The APIs will give developers a way to take advantage of some of the features in both the Slides and Sheets apps to enhance and manipulate the data in their own applications, Google Sheets Product Manager Tom Holman said in a post on the company's Apps Update blog.
The goal is to make it easier for users to work with data across multiple applications without having to cut and paste the data or to import and export it between applications. The APIs will help workers get to data when and where they need it, Holman said.
For example, the new Slides API will give developers a way to build applications where users can push data and charts to Slides and take advantage of its functionality to create more full-featured reports.
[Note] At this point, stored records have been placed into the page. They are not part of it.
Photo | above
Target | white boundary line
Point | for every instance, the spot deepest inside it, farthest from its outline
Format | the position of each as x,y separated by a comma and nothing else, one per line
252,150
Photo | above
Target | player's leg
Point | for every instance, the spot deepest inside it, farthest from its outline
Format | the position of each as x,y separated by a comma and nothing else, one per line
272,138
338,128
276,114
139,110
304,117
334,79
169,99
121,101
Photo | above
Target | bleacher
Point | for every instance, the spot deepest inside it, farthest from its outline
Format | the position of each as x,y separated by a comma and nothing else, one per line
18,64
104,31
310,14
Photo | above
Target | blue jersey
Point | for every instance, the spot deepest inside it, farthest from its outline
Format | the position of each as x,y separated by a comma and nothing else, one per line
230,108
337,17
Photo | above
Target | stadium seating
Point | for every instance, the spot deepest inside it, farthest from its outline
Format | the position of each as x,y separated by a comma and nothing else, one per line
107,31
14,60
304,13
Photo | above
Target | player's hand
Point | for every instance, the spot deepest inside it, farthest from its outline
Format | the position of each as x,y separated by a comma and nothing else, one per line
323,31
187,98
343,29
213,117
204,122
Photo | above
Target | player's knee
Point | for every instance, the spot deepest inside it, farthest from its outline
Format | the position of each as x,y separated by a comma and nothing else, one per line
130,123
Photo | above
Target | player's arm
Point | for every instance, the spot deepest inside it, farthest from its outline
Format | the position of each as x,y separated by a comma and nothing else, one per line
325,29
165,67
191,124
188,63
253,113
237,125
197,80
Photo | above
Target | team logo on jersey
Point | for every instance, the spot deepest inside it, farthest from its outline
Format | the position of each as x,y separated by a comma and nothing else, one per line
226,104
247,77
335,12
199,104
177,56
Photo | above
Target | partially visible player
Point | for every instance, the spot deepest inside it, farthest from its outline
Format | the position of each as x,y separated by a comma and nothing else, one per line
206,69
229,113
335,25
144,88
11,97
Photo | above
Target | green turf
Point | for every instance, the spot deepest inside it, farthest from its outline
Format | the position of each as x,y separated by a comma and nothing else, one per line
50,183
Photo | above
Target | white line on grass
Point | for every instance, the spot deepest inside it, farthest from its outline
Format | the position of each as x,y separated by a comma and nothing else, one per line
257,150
Similarly, the Sheets API gives developers access to some of its mobile and Web interfaces such as pivot tables and charts. This kind of access gives developers a way to build applications that let users push data to Sheets where multiple users can collaborate and work on the data and then put it back into the original app, Holman said.
Several developers are already exploring new ways to integrate their applications with Google Slides and Sheets using the new APIs. Among those working on integrations with the Sheet's API are Salesforce, SAP Anywhere, Sage, Anaplan and Asana.
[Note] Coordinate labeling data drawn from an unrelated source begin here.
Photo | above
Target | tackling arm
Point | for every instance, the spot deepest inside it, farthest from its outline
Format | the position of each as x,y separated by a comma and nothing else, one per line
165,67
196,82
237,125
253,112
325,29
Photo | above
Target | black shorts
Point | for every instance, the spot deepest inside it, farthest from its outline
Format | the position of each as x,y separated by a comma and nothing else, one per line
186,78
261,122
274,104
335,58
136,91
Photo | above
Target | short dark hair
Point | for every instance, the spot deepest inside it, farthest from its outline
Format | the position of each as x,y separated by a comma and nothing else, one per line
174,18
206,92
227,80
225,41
Sage, for instance, has used the Sheets API to give users of its financial and accounting software a way to export their reports and charts to Sheets in a single click. Users can then work on the spreadsheet, and any changes they make are kept in sync with Sage, Google said in a video offering up some examples of how the Sheets API integrations would work.
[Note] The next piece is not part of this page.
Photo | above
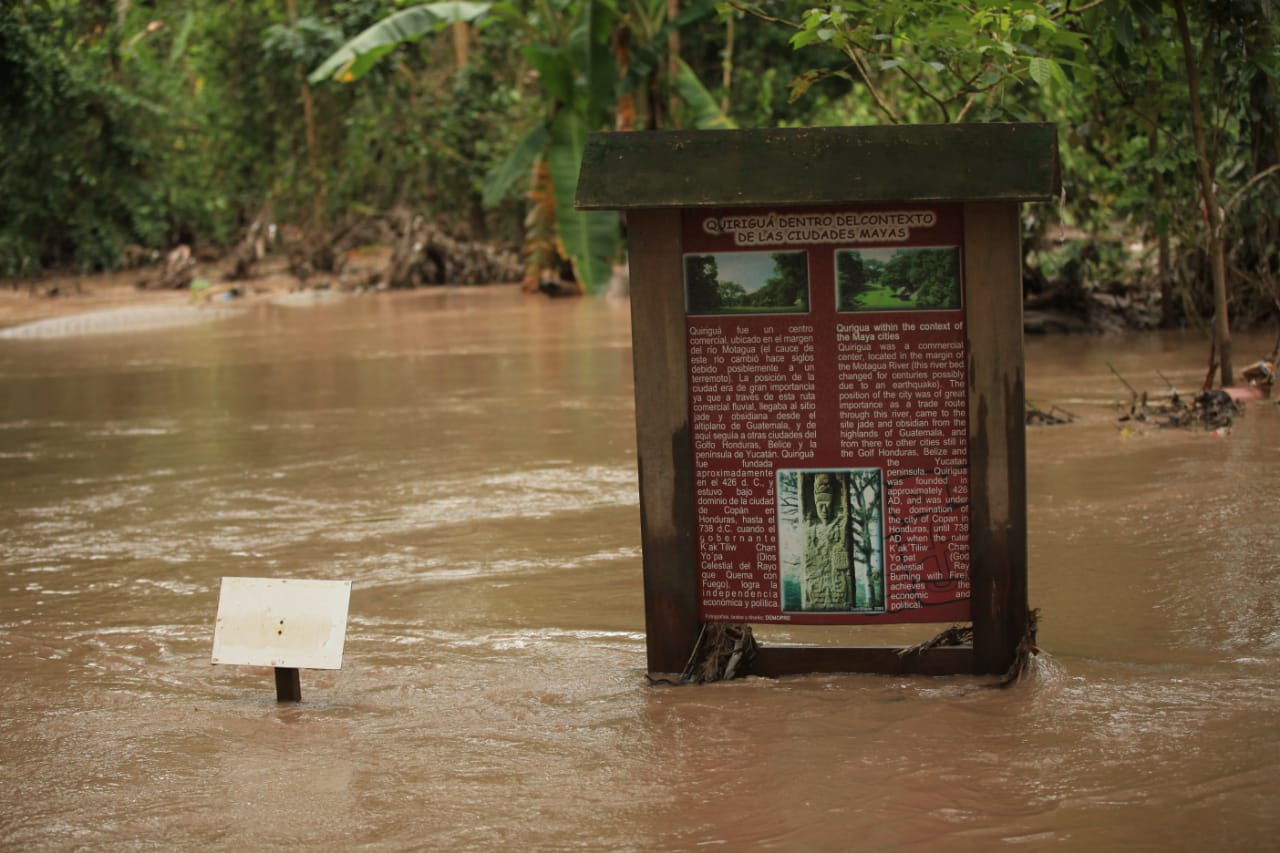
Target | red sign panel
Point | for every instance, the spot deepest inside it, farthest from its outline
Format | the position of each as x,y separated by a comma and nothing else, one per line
830,413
A number of vendors—including SalesforceIQ, Conga, Trello and ProsperWork—are working on similarly integrating their applications with the Google Slides API. The goal is to give users a way to use data from these apps to quickly and easily create fully formatted Google Slide presentations without having to import data, or cut and paste it, resize it or do any other manual work, according to Google.
In addition to the two new APIs, Google also announced a new capability that allows users to embed linked charts from Sheets into Slides or Docs, Holman said. Such linking ensures that any changes to the underlying data in a spreadsheet can be quickly reflected in any associated charts or documents, he said.